Apple to permit rival app stores on European devices
Apple Inc is preparing to allow alternative app stores on its iPhones and iPads in the European Union as soon as late next year, Bloomberg has reported.
The iPhone maker is reported to have begun making preparations to comply with the EU's Digital Markets Act, which comes into force in 2024.
In meeting the requirements set by European legislators, Apple could allow its customers to download third-party software to their iPhones and iPads without using the company’s App Store, sidestepping Apple’s restrictions and commission charges of up to 30 per cent.
The EU's Digital Markets Act (DMA) aims to curb anti-competitive behaviour and keep “gatekeepers” from suppressing market competition. The fines for non-compliance can reach up to 10 per cent of annual turnover.
To address what it deems as unfair business practices, the DMA is set to require 'Big Tech' companies such as Apple, Google, Amazon, Facebook and Microsoft to make their messaging services interoperable with third parties and provide business users with access to the data they generate to promote their own offers and conclude contracts with customers outside of the host platform.
The DMA only apply to technology companies with market valuations of at least €75bn (£65bn) and a minimum of 45 million monthly users within the EU.
The act came into force on 1 November, 2022, but gives affected gatekeepers - including Apple - until March 2024 to comply.
“What we want is simple: fair markets also in digital. Large gatekeeper platforms have prevented businesses and consumers from the benefit of competitive digital markets,” said EU anti-trust chief Margrethe Vestager in March.
As part of the reported planned change, Apple customers could ultimately install apps without using the company's App Store. However, Apple has not made decisions on whether to comply with other provisions of the DMA, such as allowing for alternative payment systems to its own, according to Bloomberg's sources.

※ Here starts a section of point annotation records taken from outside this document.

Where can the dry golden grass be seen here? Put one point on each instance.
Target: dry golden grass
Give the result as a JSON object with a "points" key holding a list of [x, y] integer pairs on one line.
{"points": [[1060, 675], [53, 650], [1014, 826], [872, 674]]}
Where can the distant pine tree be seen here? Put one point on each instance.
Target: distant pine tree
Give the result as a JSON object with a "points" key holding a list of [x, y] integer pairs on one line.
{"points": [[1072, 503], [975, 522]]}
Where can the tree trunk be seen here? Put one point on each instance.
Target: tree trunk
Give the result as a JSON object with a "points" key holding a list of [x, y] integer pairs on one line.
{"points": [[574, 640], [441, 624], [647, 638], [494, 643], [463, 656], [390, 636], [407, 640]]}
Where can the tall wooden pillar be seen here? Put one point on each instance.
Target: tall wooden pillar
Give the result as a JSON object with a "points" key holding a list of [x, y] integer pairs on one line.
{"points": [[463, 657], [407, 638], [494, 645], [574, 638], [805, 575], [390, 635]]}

Last year alone, about $10bn (£8bn) worth of transactions flowed through the App Store, according to estimates from Sensor Tower, a mobile analytics company, with Apple taking a commission of up to 30 per cent.
Opening up to outside app stores could therefore present a major threat to Apple's fast-growing services business, but rivals would first have to surmount the hurdle of convincing consumers to leave the security and simplicity of using Apple's own store.
Angelo Zino, a stock analyst at CFRA, said he expects less than 0.2 per cent of Apple's total sales to be affected by competing app stores in Europe.
"The ultimate impact will be minimal as most consumers are creatures of habit and are very satisfied with the platform," he said. "We expect a majority of consumers will keep the status quo by utilising [Apple's] existing app store."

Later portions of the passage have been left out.